1.25.2006

The Pruning of Lincoln

In the October issue of The Atlantic Monthly, Joshua Wolf Shenk examines how Abraham Lincoln's struggles with depression fueled his achievements as President. Shenk writes:
Many popular philosophies propose that suffering can be beaten simply, quickly, and clearly. Popular biographies often express the same view. Many writers, faced with the unhappiness of a heroic figure, make sure to find some crucible in which that bad feeling is melted into something new. “Biographies tend conventionally to be structured as crisis-and-recovery narratives,” the critic Louis Menand writes, “in which the subject undergoes a period of disillusionment or adversity, and then has a ‘breakthrough’ or arrives at a ‘turning point’ before going on to achieve whatever sort of greatness obtains.” Lincoln’s melancholy doesn’t lend itself to such a narrative.

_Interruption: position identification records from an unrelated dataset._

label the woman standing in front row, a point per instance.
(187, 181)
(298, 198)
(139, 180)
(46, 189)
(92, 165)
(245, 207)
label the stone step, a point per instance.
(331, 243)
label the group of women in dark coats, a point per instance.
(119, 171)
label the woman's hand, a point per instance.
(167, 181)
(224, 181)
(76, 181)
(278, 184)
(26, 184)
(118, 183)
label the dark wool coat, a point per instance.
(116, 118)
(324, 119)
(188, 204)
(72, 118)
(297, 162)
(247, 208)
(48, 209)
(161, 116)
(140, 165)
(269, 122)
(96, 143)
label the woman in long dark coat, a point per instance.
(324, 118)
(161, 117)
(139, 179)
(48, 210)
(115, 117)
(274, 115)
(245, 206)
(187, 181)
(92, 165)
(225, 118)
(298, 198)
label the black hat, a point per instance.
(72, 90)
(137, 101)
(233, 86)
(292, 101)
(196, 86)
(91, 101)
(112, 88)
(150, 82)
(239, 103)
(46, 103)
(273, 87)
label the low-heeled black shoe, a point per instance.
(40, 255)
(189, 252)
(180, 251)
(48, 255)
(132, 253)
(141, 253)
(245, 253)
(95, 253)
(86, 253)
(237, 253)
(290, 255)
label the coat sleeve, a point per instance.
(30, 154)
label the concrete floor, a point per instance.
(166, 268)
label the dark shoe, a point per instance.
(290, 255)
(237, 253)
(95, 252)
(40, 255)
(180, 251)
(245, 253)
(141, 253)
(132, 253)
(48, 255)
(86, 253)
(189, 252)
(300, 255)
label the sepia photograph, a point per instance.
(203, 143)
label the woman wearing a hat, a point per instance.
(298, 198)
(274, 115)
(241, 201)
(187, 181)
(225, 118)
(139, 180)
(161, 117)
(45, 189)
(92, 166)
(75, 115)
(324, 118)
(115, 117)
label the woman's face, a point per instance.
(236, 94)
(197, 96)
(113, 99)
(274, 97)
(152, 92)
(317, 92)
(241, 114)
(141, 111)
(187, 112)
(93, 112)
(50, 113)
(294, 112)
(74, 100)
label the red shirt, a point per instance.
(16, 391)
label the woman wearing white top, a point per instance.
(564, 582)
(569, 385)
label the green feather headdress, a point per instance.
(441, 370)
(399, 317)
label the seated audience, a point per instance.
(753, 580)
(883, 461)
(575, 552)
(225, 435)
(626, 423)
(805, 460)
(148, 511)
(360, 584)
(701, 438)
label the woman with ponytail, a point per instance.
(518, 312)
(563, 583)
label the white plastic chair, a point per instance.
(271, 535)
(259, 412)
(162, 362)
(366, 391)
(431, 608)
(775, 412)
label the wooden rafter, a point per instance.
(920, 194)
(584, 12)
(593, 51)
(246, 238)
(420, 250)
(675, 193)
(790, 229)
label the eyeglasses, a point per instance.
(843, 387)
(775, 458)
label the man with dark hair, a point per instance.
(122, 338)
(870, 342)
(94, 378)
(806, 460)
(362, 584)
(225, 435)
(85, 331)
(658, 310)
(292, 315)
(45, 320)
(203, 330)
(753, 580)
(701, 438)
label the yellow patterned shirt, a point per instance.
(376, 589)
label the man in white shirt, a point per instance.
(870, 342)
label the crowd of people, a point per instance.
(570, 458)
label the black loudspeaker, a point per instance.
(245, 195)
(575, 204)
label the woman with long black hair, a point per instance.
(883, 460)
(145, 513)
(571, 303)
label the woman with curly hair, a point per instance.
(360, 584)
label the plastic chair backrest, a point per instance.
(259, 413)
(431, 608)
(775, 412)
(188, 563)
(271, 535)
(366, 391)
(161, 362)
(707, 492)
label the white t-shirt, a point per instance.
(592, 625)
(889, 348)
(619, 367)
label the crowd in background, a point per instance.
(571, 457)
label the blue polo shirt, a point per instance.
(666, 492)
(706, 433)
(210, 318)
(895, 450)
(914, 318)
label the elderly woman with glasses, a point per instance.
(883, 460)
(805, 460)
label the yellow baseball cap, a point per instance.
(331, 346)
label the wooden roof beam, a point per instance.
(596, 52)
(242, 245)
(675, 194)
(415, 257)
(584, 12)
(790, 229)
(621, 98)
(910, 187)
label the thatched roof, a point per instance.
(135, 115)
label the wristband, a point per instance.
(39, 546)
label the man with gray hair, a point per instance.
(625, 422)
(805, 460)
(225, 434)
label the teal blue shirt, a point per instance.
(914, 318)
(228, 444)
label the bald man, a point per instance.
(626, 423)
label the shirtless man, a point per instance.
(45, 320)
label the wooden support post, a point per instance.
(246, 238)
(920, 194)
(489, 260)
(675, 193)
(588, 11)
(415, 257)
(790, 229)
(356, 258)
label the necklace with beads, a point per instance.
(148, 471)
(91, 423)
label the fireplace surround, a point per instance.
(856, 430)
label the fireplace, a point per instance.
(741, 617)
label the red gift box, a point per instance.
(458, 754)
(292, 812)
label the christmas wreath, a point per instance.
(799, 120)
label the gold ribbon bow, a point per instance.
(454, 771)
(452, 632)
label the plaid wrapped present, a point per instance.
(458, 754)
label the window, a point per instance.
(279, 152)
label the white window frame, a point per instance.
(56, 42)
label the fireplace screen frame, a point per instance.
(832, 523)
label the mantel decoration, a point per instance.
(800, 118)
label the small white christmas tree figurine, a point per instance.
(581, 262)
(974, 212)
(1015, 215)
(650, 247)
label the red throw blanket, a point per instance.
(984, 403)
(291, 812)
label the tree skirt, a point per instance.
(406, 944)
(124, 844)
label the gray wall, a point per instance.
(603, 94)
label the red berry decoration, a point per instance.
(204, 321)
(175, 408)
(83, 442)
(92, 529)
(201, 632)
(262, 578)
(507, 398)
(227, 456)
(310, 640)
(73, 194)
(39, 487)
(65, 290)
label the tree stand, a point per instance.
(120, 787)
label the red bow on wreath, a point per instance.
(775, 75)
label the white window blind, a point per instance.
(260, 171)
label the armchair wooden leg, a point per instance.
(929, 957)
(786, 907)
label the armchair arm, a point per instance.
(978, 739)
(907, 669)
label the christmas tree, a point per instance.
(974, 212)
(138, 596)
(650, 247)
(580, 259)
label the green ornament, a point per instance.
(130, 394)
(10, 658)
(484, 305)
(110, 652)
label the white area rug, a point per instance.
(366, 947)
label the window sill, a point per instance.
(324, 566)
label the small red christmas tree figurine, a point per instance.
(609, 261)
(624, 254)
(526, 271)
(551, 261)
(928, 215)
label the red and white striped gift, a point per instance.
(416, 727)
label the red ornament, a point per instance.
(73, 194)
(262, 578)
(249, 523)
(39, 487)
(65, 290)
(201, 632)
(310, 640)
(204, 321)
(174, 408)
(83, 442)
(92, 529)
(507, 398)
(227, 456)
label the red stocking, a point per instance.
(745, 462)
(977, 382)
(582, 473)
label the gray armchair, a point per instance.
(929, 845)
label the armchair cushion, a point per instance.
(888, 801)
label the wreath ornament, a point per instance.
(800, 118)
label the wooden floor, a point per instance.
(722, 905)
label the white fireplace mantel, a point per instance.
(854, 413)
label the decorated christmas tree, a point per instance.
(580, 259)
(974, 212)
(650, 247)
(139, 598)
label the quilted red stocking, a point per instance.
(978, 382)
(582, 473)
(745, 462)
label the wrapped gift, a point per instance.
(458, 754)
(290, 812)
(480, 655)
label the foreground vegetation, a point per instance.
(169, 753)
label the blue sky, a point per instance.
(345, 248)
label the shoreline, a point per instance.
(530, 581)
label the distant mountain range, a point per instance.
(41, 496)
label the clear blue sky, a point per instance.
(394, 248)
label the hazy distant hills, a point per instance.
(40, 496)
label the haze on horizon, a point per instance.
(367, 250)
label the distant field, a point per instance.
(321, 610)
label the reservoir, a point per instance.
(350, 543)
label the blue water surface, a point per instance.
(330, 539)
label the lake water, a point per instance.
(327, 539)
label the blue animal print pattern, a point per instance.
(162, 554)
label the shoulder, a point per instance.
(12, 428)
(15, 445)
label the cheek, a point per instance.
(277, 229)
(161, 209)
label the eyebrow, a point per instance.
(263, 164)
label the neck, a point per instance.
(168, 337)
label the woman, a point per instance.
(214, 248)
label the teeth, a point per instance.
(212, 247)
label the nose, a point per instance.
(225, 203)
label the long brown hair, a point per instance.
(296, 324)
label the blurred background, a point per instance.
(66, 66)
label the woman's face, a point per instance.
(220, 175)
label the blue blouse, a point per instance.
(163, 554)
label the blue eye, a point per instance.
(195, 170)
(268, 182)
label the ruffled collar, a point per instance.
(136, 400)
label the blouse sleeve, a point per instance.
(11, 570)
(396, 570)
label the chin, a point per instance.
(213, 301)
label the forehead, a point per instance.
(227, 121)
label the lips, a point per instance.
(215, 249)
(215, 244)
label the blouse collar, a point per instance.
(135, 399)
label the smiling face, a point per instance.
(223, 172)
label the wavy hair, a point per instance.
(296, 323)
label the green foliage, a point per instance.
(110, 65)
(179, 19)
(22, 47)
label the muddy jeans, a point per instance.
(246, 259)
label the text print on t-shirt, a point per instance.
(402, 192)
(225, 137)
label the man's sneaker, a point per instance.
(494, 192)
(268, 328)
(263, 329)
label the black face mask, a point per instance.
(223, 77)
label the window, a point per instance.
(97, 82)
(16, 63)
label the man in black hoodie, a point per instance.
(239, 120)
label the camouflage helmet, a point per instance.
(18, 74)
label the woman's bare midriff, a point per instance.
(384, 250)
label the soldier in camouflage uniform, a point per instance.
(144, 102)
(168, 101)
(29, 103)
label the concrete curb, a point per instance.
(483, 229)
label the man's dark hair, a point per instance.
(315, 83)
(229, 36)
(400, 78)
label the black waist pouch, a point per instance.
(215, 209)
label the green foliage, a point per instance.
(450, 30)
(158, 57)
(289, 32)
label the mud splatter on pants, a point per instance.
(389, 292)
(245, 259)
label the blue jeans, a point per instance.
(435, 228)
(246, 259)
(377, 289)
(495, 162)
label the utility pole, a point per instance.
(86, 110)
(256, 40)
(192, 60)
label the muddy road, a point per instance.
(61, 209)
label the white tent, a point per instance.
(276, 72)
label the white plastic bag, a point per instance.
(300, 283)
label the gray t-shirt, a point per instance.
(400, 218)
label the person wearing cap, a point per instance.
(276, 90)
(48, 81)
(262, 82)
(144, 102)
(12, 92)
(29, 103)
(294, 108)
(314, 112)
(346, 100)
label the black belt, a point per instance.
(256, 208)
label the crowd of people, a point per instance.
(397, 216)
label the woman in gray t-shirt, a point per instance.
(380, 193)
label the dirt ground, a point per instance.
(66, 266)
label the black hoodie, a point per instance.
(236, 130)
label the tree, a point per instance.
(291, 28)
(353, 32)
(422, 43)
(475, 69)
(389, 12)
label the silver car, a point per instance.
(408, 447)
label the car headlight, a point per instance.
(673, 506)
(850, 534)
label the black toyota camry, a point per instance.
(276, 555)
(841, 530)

No point exists after which the melancholy dissolved—not in January of 1841; not during his middle age; and not at his political resurgence, beginning in 1854. Whatever greatness Lincoln achieved cannot be explained as a triumph over personal suffering. Rather, it must be accounted an outgrowth of the same system that produced that suffering. This is a story not of transformation but of integration. Lincoln didn’t do great work because he solved the problem of his melancholy; the problem of his melancholy was all the more fuel for the fire of his great work.
Perhaps an important historical illustration of the organic and symbiotic relationship between suffering and achievement described so poignantly by 'Abdu'l-Bahá:

Men who suffer not, attain no perfection. The plant most pruned by the gardeners is that one which, when the summer comes, will have the most beautiful blossoms and the most abundant fruit.